The power and generality of a variable length tuple as the storage engine key should now be obvious, it is the primary motivation behind Acid. Unlike our example tuples above, key tuples may contain any combination of datetime instances, UUIDs, bytestrings and Unicode strings, True, False, and None. When written to the storage engine, a special key encoding ensures the tuples will maintain an intuitive and predictable order.
Acid’s secondary index support reuses this encoding. An index entry need not be a plain integer, but any variable-length tuple containing arbitrary combinations of the above types. There is no requirement that a secondary index contain exactly one tuple for each record: it may contain zero (conditional index) or multiple (compound index), whatever a collection’s index function produces.
Physically ordering the storage engine has one last interesting property, in that it may not only be used to group data logically, but also by some strongly redundant attribute. In the folder example the logical attribute was the tree nesting depth; as we will see, there is another kind of locality.
To illustrate this, consider:
Threaded discussion board with redundant English Key User Text (18231,) 2 Cats are awesome! (18231, 1) 51 Yes, I too like cats. I agree they are awesome. (18231, 1, 1) 452 You are both wrong. Cats are not awesome.
Heavily redundant time-varying data Key Symbol Qty Price Avg (<11:00:01.001>,) GOOG 100 500.00 501.01 (<11:00:01.007>,) GOOG 50 500.00 501.01 (<11:00:01.020>,) GOOG 100 499.99 501.00 (<11:00:01.022>,) GOOG 100 500.00 501.00 (<11:00:01.029>,) GOOG 100 500.01 501.00
Notice in the first example how the words cat and awesome appear repeatedly. In the second example, the entire group of records is a near-duplicate, the majority of the data remaining static. Consider now the applications that would use this data: the discussion board will be rendering subtrees sequentially, and the financial data application may be servicing chart data requests, again sequentially.
Since both applications generally work with large group of sequential records, there is opportunity to amortize the cost of some expensive task over the group.
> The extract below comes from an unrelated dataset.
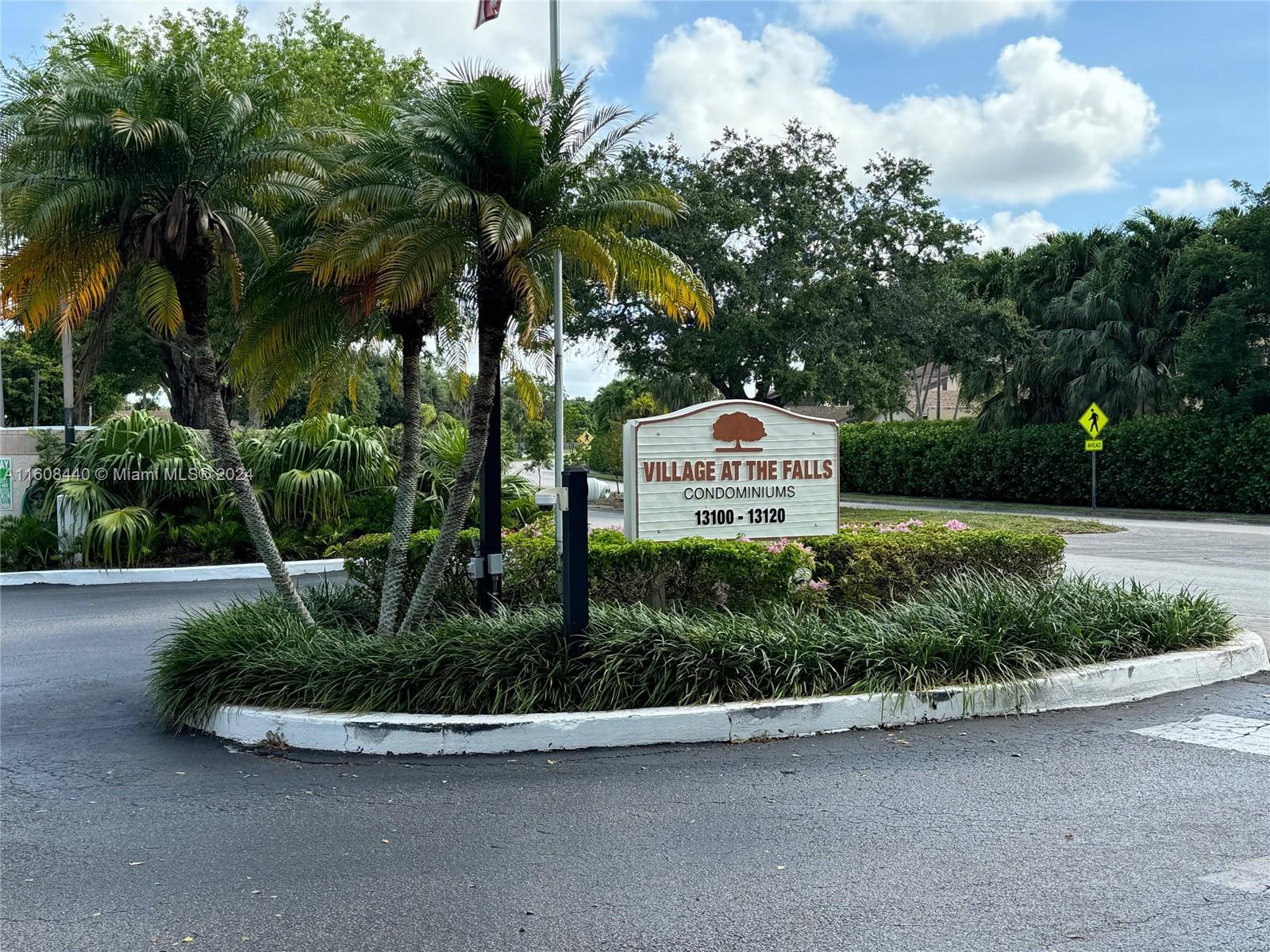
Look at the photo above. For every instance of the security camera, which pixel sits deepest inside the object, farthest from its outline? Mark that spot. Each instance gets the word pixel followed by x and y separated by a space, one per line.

In other words, there is a clear opportunity to efficiently compress the data as a group, since the redundancy is so high, but in order to do so requires that a single key is picked to represent the resulting compression batch.
Recall from earlier that regardless of whether a single record is being fetched, or a range query is being performed, the initial step in both operations is identical: find this key or the next greater key. Given the keys between <11:00:01.001> and <11:00:01.029>, if only the uppermost key exists, then any attempt to look up a preceeding key will cause the storage engine to find the uppermost key instead, at no extra cost.
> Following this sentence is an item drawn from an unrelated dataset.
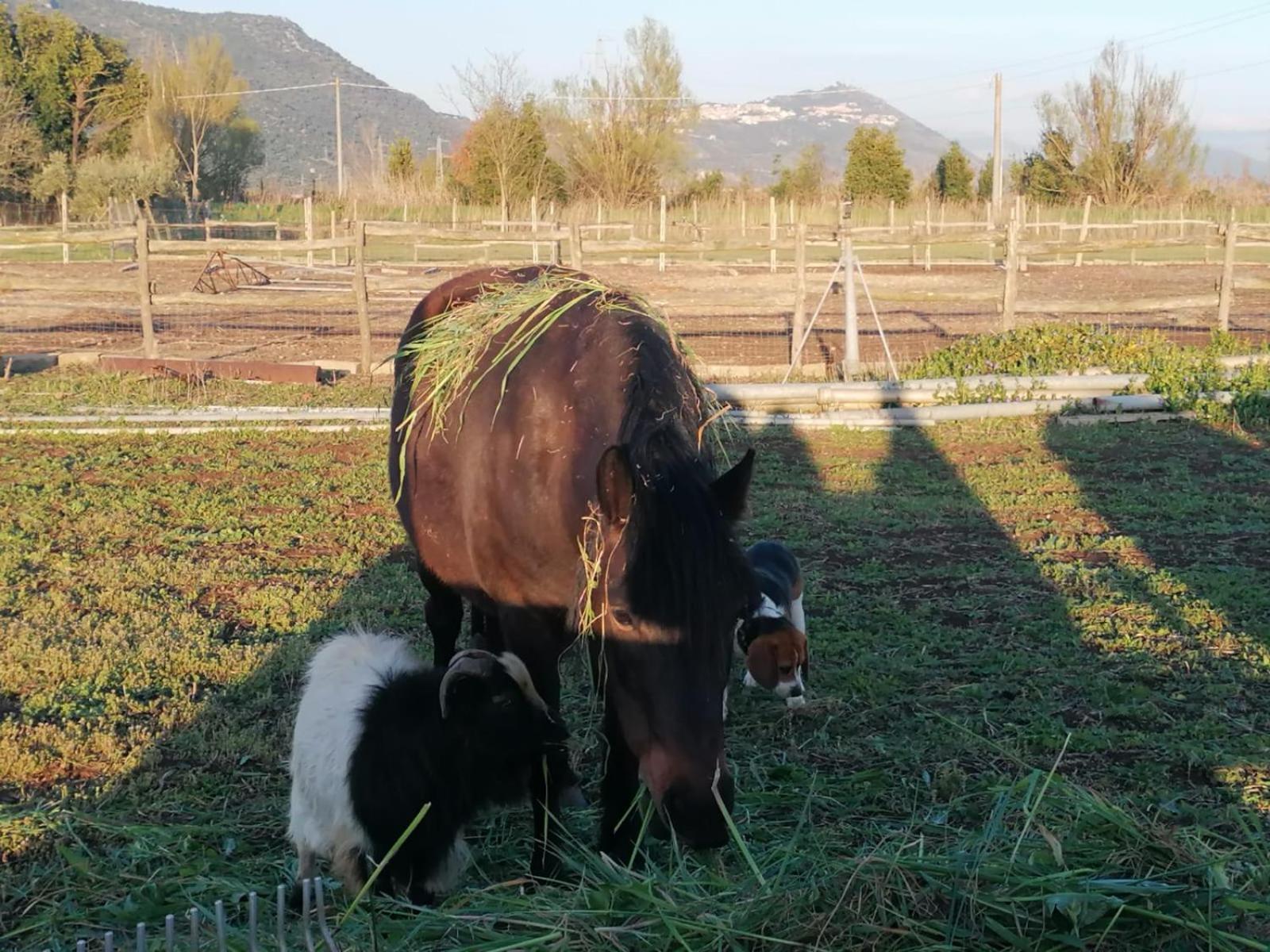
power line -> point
(1229, 69)
(287, 89)
(1184, 31)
Using a careful key encoding, we can exploit this property to locate any key in a contiguous range that might be compressed as a group, using the same operation that would be used if we were searching for it as an individual record. When this special batch key is detected, Acid will transparently decompress it and step through the compressed records, just as if they were stored uncompressed directly in the engine. The decompression step is invisible to caller code, regardless of whether it is fetching a single record or performing a range query.
There is no inherent restriction on the size of a batch group, only that in order to exploit larger groups requires a larger query size to amortize the cost of decompression. It does not make sense to store records in 1MiB compressed groups if the average query fetches a single record of 100 bytes, the cost of decompression would greatly overshadow the cost of the query.
The batch size can be carefully tuned to allow an application’s space efficiency to be weighed against its performance goals, and since these tunables aren’t global settings, the batch size can be varied with the age of the data, for example to trade compression ratio against server traffic patterns.